Background: Primary myelofibrosis (PMF) is a stem cell disorder belonging to Philadelphia-negative myeloproliferative neoplasms (MPNs). The disruption of bone marrow (BM) microenvironment due to the extensive deposition of extracellular matrix fibers is the distinctive trait of PMF and is accompanied by hematopoietic stem cells (HSCs) mobilization and extramedullary hematopoiesis. BM fibrosis is caused by the complex interaction between stromal and hematopoietic cells belonging to the neoplastic clone, in particular megakaryocytes and monocytes play a pivotal role through the production of pro-fibrotic cytokines. Supporting this hypothesis, we have previously demonstrated that osteopontin (OPN) contribute to the development of BM fibrosis. OPN plasma levels are increased in PMF patients and correlate with higher BM fibrosis grade, circulating CD34+ cells and inferior survival. Megakaryocytes and monocytes turned out as the main source for OPN production that can induce fibroblasts and mesenchymal stromal cells proliferation, as well as collagen upregulation.
Aims: To determine whether OPN might represent a druggable target in PMF we assessed the inhibition of signaling pathways responsible for its production. In particular, we evaluated the effect of ERK1/2 inhibition over OPN expression and myelofibrosis development in a MF mouse model.
Methods: The activity of inhibitors of signaling pathways affecting OPN expression was evaluated in vitro in human primary monocytes, given their key role in OPN secretion. The effects on cell viability were assessed by XTT assay at 72 hours of treatment, while OPN expression and production were evaluated by qRT-PCR and ELISA, respectively, at 72 and 96 hours of treatment.

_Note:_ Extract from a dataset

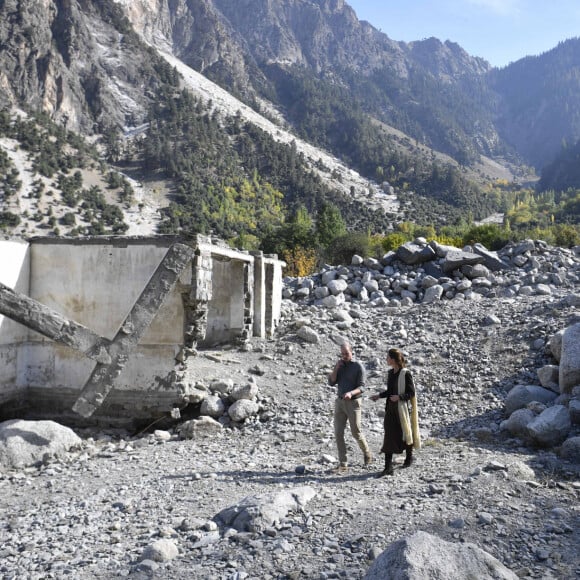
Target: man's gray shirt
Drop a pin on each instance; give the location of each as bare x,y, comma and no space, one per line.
349,377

Inhibitors of OPN production selected from the in vitro screening were analyzed for their effect on OPN plasma levels in a MF mouse model induced by the treatment with a thrombopoietin receptor agonist Romiplostim (Rom). Hematological parameters and splenomegaly were monitored over time while BM and spleen fibrosis were evaluated at sacrifice.
Results: Our in vitro analysis demonstrated that drug inhibitors of ERK1/2, MEK1/2, p38 and a Ca2+ channel antagonist were able to reduce OPN expression in primary monocytes, both at RNA and protein levels, without affecting cell viability.

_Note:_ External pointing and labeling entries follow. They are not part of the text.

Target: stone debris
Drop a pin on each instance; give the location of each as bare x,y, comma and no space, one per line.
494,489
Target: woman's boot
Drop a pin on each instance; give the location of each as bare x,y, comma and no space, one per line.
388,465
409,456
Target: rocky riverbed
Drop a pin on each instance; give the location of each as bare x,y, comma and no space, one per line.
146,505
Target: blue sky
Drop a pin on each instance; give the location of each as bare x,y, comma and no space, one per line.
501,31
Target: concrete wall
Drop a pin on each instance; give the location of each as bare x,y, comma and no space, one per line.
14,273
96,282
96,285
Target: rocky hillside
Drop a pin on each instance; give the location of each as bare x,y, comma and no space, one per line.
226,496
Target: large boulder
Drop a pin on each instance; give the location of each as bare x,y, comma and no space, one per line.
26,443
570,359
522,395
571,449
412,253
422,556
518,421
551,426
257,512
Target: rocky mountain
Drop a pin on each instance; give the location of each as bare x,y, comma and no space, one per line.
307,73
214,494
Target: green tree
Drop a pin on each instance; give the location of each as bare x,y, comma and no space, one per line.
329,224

Next, we moved to a MF mouse model obtained through the stimulation of thrombopoietin receptor that develops bone marrow and spleen fibrosis, together with increased OPN expression, faster than JAK2V617F knock-in mice. ERK1/2 inhibition by Ulixertinib did not affect the development of thrombocytosis and splenomegaly but was able to significantly reduce OPN plasma levels. Interestingly, ERK1/2 inhibition also counteracted the development of bone marrow fibrosis in Rom-treated mice. The same results were observed in mice when Ulixertitnib was given together with the JAK inhibitor Ruxolitinib. Drug combination resulted in a reduction of both OPN plasmatic levels and bone marrow fibrosis development.
Summary/Conclusion: Our results demonstrated that Ulixertinib treatment reduced OPN production both in vitro and in vivo. Moreover, in a MF mouse model, the concurrent inhibition of ERK1/2 and JAK2 signaling pathways displayed synergistic effects by diminishing OPN plasma levels and constraining BM fibrosis. These results provide a rational for the development of novel combination therapeutic approach for PMF patients.